One woman, a long-time Republican delegate who’d helped dump Bennett and install Tea Party darling Lee, was again vying for a delegation spot at the state convention. Someone in the audience asked for her thoughts on compromise in politics, and I’ll never forget the answer.

“We shouldn’t be compromising with these people,” the delegate wanna-be said. “If my teenage son wanted to bring a six-pack of beer into my house, I wouldn’t say, ‘Well, I’ll tell you what. I’ll let you bring in three beers.'”

The thing this woman failed to realize is that it’s not just her house. It’s my house, too. And yours. What’s more, was she seriously comparing Democrats to a pimple-faced teenager with no rights to choose for himself?

That, in a nutshell, is half of our problem in this country. Republicans think of the United States as their house, and that they get to have the final say on whether to allow beer, or comic books, or Muslims, or gays.

The other half of the problem is Democrats thinking it’s their crib, and that they get to keep out things like guns and oil pipelines, and if you don’t behave, you’re sent to your room for being racist or sexist or just plain insensitive.
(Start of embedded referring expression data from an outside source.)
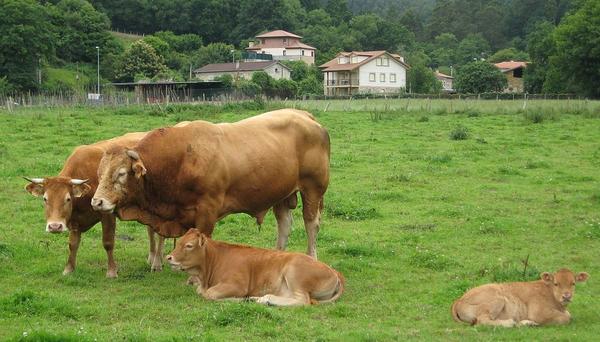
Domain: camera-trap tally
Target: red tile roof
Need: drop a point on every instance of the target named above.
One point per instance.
(508, 66)
(243, 66)
(333, 64)
(277, 33)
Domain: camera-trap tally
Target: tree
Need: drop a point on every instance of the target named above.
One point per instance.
(422, 80)
(26, 37)
(578, 48)
(479, 77)
(140, 59)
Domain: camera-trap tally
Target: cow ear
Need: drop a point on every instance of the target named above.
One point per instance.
(81, 189)
(201, 240)
(138, 167)
(547, 277)
(36, 189)
(583, 276)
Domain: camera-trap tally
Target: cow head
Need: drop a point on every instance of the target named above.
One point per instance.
(562, 284)
(118, 175)
(58, 194)
(189, 252)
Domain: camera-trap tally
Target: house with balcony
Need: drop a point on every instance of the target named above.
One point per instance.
(283, 46)
(364, 72)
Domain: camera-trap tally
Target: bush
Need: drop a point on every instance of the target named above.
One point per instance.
(459, 133)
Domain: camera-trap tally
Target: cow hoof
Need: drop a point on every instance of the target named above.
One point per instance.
(527, 322)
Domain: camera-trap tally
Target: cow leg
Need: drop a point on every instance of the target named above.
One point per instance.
(108, 241)
(298, 300)
(221, 291)
(152, 251)
(158, 256)
(283, 215)
(311, 213)
(74, 239)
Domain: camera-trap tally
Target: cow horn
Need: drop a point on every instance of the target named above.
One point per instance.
(133, 154)
(35, 180)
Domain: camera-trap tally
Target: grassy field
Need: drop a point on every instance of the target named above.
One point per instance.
(414, 216)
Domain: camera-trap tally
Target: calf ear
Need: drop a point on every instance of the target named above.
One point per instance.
(547, 277)
(583, 276)
(81, 189)
(36, 189)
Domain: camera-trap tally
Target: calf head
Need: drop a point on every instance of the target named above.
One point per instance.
(189, 252)
(119, 173)
(58, 194)
(562, 284)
Of course, I know how both sides will respond to this call for compromise. They’ll say you don’t get into bed with Hitler. Or better yet, they’ll simply point at the opposition and say, “He started it!”

Yeah. That argument never worked for two kids fighting in the back seat of the car, either. Because I would simply respond with a Top 10 answer on the hit parade of parenting phrases: either “I don’t care who started it. I’m finishing it,” or “Don’t make me turn this car around!”

We have serious problems in this country. Problems that need serious solutions. And those solutions won’t come through demonizing — no matter how much we think someone deserves the demon label.

Remember Bob Bennett, the Republican who lost his Senate seat because he was too willing to compromise with his political opponents? Sadly, he lost his battle with cancer this past May 4, at the age of 82. News outlets reported he spent the last days of his life apologizing to Muslims for the extremist rhetoric coming from Donald Trump and the other members of his party, and praising them for their contributions to America.

Indeed, hospitalized near the end, Bennett reportedly asked his son if there were any Muslims in the hospital. He wanted to thank them for living in our country.

That’s the kind of man these uncompromising, partisan, small-minded delegates jettisoned for the likes of Mike Lee. And now, you’ve got Democrats basically acting the same way, vowing in protests to never even consider engaging with the party in power. 

But you know what? The rest of us don’t really care who started it.

Oh, and don’t make us turn this country around.